Ott 24, 2023 Approfondimenti, Minacce, RSS
Il 98% delle aziende italiane ha subito una violazione informatica nell’ultimo anno, e in 2 casi su 3 i danni sono stati di entità grave o estremamente grave. A dirlo è l’ultimo report di Deloitte “Future of Cyber: una visione cyber-first per la sicurezza e la creazione di valore – Il punto di vista delle aziende italiane”.
Dei dirigenti italiani intervistati, il 52% ha sottolineato che gli attacchi informatici incidono sulle aziende soprattutto da un punto di vista normativo. A seguire, le imprese temono il rischio della perdita di reputazione (44%), con possibile perdita di fiducia da parte della clientela anche nella tech integrity dell’azienda (46%). Il 42% degli intervistati segnala le conseguenze strategiche e operative, come minori budget e interruzioni di operation, mentre il 40% teme la perdita di fatturato. Infine, il 36% dei dirigenti vede tra le principali conseguenze degli attacchi anche la riduzione di valore del mercato dell’azienda.
Le imprese sono diventate più consapevoli dei rischi informatici e la cybersecurity sta assumendo un ruolo sempre più importante per il business. Le strategie di investimento riflettono questo trend: i due terzi degli intervistati prevedono di aumentare gli investimenti in cybersecurity, una percentuale più alta della media globale del 55%.
Le soluzioni tecnologiche più prioritarie sono il cloud computing, per più del 50% degli intervistati, l’intelligenza artificiale (38%), l’IoT (38%) e la data analytics (38%).
Stando alle dichiarazioni degli intervistati, i temi della cybersecurity vengono discussi regolarmente dal Consiglio di Amministrazione (CdA), con cadenza settimanale (36%), mensile (30%) e trimestrale (24%). La board amministrativa si dice più coinvolta nel tema e riceve aggiornamenti regolari in termini di sicurezza informatica.
Le imprese hanno anche intenzione di rivedere la composizione del CdA per inserire figure specializzate in ambito cyber: 8 aziende su 10 puntano a inserire nel Consiglio professionisti con conoscenze tecnico-specialistiche in grado di comprendere l’impatto delle minacce sul business.
Seguire una strategia ben definita di cybersecurity permette alle aziende non solo di accrescere i ricavi (78%), ma anche e soprattutto di migliorare la reputazione del brand (92%), di aumentare la fiducia da parte dei clienti (92%) e di costruire un modello di business resiliente (82%) e agile (80%).
L’approccio “cyber-first” implica che la sicurezza venga integrata in ogni aspetto operativo e del business; ciò consente di migliorare anche i processi interni e la gestione delle priorità per il risk management (94%) e per la trasformazione digitale (88%).

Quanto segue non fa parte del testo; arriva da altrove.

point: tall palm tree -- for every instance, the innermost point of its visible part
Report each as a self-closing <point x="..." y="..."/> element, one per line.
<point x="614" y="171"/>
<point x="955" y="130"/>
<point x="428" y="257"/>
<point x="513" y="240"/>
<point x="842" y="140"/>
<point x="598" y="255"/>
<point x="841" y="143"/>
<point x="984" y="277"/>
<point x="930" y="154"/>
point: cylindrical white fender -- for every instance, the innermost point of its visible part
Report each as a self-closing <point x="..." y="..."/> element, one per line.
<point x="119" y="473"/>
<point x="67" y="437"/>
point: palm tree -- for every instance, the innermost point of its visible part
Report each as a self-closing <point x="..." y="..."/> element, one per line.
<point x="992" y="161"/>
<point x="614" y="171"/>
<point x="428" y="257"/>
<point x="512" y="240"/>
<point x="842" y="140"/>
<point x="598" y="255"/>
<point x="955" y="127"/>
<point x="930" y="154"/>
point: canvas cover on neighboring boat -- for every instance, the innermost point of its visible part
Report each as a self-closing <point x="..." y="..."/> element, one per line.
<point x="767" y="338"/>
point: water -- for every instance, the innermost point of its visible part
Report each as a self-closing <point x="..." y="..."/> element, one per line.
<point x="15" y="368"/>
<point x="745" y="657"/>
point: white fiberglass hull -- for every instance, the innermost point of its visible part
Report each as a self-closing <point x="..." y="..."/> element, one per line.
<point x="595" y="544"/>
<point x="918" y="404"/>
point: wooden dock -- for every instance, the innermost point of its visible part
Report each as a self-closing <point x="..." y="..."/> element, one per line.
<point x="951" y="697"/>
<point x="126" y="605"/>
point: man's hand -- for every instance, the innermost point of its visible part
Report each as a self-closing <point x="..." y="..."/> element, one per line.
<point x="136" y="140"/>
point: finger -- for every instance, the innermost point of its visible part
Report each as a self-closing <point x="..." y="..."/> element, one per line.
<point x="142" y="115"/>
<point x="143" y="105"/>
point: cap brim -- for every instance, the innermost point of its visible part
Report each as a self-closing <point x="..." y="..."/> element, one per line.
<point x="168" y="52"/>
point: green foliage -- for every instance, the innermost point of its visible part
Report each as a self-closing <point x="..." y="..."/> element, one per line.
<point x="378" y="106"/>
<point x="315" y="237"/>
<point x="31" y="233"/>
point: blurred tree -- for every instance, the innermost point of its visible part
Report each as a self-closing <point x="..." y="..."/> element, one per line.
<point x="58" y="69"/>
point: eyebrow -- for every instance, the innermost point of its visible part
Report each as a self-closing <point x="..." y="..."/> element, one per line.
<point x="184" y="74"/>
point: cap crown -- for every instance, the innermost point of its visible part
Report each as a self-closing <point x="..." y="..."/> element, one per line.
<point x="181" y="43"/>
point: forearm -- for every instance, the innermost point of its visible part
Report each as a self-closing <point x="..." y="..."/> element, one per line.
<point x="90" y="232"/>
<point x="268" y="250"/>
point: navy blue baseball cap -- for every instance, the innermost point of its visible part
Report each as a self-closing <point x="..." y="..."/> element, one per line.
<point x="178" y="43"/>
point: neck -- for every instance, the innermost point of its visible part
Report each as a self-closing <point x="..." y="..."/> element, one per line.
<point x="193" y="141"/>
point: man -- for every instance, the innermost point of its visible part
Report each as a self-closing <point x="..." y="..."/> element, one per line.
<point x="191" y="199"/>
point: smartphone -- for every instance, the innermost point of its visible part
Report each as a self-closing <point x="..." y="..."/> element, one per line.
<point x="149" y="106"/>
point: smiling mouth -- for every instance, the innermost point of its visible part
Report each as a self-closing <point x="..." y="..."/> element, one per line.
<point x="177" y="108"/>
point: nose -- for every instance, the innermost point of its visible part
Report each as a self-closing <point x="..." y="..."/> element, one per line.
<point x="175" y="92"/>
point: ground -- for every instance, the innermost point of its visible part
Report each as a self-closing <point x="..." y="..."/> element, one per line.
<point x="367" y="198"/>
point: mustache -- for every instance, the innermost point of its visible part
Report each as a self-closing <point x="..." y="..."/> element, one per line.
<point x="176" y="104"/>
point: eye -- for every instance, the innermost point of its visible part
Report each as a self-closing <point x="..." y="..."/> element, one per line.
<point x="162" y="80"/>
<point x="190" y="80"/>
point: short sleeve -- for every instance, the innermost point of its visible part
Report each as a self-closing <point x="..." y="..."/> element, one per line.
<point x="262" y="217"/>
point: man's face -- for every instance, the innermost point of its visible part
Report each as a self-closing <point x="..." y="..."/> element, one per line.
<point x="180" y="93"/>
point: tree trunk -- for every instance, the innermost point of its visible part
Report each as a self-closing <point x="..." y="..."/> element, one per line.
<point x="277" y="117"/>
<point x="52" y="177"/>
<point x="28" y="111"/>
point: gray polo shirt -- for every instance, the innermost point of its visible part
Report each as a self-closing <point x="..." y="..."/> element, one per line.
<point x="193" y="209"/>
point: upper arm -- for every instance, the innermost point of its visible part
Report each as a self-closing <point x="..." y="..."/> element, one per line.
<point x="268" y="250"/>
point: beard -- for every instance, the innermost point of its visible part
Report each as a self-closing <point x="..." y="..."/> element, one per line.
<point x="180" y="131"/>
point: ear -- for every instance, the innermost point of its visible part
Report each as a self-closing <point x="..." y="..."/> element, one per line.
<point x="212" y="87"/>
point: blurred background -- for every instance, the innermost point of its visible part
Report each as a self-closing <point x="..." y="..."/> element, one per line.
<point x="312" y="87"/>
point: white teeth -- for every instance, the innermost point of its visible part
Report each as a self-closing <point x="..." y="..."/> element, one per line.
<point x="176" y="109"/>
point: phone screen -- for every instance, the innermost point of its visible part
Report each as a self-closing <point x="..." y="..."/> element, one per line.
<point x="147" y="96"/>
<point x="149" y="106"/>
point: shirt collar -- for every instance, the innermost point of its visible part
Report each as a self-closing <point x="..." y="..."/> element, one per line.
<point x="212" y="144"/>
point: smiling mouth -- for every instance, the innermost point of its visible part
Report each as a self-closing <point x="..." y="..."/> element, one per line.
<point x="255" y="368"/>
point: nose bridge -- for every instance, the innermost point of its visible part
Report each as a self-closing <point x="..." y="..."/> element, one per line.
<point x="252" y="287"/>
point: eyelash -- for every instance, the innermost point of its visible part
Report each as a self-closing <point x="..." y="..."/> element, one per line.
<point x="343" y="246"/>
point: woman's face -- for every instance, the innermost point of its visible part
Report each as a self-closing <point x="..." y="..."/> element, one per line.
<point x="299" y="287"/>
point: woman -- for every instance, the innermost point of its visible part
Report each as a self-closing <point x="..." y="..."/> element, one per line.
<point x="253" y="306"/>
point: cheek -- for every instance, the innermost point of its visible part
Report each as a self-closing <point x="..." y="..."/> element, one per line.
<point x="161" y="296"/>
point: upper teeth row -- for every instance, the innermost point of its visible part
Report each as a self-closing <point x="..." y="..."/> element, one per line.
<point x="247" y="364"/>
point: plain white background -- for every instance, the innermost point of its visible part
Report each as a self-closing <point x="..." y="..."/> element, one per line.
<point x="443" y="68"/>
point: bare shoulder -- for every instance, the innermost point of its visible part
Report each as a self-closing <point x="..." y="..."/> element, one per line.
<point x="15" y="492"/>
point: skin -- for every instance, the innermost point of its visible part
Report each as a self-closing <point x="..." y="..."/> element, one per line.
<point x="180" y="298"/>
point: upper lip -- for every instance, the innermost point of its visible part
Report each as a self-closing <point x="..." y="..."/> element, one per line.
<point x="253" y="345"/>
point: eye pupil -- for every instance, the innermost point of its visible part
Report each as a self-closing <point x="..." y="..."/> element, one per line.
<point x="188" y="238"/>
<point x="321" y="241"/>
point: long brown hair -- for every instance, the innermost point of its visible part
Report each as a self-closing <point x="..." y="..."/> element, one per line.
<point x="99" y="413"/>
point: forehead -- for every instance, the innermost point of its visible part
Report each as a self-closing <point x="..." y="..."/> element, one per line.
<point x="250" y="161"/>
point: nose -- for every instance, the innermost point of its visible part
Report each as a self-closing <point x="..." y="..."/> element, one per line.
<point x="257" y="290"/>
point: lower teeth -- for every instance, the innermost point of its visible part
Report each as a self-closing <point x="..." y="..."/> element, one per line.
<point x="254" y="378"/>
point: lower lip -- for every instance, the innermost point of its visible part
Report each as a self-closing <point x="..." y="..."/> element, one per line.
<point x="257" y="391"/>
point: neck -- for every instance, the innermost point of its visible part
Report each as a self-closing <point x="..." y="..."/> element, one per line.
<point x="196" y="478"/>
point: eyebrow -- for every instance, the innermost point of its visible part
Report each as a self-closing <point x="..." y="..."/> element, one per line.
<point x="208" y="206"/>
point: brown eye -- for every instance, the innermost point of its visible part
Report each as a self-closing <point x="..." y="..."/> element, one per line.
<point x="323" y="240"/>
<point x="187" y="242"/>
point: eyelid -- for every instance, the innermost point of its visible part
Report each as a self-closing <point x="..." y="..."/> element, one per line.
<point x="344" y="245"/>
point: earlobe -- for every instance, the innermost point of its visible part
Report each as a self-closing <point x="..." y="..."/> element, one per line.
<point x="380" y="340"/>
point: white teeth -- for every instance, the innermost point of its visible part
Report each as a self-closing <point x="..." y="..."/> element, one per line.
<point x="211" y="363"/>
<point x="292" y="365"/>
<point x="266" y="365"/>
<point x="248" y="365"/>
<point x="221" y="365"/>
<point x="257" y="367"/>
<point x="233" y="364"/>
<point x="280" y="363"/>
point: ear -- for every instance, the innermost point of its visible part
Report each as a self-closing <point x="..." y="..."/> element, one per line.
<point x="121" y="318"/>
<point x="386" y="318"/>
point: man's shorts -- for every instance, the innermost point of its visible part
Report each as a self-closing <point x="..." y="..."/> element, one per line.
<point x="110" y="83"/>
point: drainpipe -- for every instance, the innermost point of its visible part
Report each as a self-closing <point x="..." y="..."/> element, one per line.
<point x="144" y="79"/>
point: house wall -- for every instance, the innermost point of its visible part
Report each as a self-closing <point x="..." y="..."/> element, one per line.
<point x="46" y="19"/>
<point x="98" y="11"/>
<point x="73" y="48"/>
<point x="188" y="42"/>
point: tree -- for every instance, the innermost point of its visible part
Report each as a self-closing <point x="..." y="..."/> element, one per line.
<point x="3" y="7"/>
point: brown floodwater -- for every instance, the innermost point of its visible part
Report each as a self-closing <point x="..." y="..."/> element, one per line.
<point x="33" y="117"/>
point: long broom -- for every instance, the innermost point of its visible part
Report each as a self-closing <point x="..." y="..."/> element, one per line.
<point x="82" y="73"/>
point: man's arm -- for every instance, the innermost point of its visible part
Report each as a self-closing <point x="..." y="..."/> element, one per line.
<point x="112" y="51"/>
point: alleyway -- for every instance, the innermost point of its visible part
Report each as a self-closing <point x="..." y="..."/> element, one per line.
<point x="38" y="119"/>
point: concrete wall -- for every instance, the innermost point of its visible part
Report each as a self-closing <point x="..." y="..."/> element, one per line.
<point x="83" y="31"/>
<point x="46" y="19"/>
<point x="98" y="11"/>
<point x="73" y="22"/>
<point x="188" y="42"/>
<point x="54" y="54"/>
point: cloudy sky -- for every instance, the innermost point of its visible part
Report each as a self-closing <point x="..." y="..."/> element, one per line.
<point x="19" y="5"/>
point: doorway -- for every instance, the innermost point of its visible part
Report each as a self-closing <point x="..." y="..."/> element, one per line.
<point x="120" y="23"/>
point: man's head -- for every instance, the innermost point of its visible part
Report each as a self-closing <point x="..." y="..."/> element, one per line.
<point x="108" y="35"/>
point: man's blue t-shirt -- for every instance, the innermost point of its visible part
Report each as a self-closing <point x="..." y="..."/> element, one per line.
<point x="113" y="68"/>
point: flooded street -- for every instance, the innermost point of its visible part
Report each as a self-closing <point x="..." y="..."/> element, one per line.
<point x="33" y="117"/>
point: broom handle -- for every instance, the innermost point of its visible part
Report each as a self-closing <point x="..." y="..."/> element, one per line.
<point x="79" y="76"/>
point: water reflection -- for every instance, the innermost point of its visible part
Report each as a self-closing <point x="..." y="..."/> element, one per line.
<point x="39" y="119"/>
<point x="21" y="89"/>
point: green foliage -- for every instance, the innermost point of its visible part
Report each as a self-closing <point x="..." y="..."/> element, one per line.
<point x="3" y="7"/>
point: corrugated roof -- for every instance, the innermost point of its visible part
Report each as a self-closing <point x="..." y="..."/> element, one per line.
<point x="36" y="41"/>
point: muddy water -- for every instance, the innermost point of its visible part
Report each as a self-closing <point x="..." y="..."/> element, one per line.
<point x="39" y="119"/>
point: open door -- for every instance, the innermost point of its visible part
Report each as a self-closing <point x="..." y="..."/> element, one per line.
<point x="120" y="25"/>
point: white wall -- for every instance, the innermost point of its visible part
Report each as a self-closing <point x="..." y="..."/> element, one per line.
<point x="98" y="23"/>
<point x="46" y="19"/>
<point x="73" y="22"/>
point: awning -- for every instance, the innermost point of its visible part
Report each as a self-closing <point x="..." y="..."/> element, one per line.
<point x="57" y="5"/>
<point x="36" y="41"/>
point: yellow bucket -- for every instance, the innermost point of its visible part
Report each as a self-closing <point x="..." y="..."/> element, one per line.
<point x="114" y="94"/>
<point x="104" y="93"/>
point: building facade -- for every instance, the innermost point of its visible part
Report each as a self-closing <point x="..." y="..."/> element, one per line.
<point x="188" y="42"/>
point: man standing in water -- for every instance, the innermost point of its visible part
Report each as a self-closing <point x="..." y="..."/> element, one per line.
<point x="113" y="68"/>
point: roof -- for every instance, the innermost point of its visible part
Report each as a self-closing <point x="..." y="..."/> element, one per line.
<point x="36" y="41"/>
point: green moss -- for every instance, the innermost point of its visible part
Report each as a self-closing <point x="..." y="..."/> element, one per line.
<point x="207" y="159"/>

“Per vincere la sfida della cybersecurity, è cruciale sviluppare una visione “cyber-first” che permei l’organizzazione e tutte le attività aziendali: dallo sviluppo della strategia alla pianificazione, dall’avvio di nuove iniziative di trasformazione digitale alla progettazione di nuovi prodotti e servizi, dal coinvolgimento di terze parti nel proprio ecosistema alla gestione dei talenti” ha affermato Matthew Holt, Cyber Strategy and Transformation Leader di Deloitte.
Seguire questo approccio non significa soltanto investire su nuove tecnologie ma, sottolinea Holt, “si tratta di una vera e propria trasformazione aziendale e culturale”.
Per essere efficace, la strategia cyber-first richiede una pianificazione strategica puntuale. Le aziende italiane hanno cominciato a definire piani olistici per proteggersi dalle minacce informatiche (94%) e a implementare piani operativi specifici per la gestione del rischio del trattamento di dati sensibili (96%). La pianificazione non si limita all’impresa, ma coinvolge anche la rete di fornitori e partner: il 92% delle aziende italiane ha all’attivo piani per monitorare l’assetto di sicurezza dei propri stakeholder.
Il mondo della cybersecurity è uno di quelli che soffre di più per la carenza di talenti sul mercato. Per sopperire a questa mancanza, il 92% degli intervistati ha affermato di aver implementato dei piani di training per i dipendenti. I corsi di formazione non servono solo per coltivare le competenze interne, ma anche per attirare nuovi talenti e trattenerli nell’ecosistema aziendale.
Affinché il training sia davvero efficace, i programmi devono essere erogati in modo continuativo e differenziati in base alle aspirazioni e alle esigenze del singolo dipendente.
“È opportuno che le aziende abbiano ben chiari quali sono i ruoli e le competenze più rilevanti in grado di garantire una consistente riduzione del complessivo rischio cyber a cui è esposta” ha concluso Holt.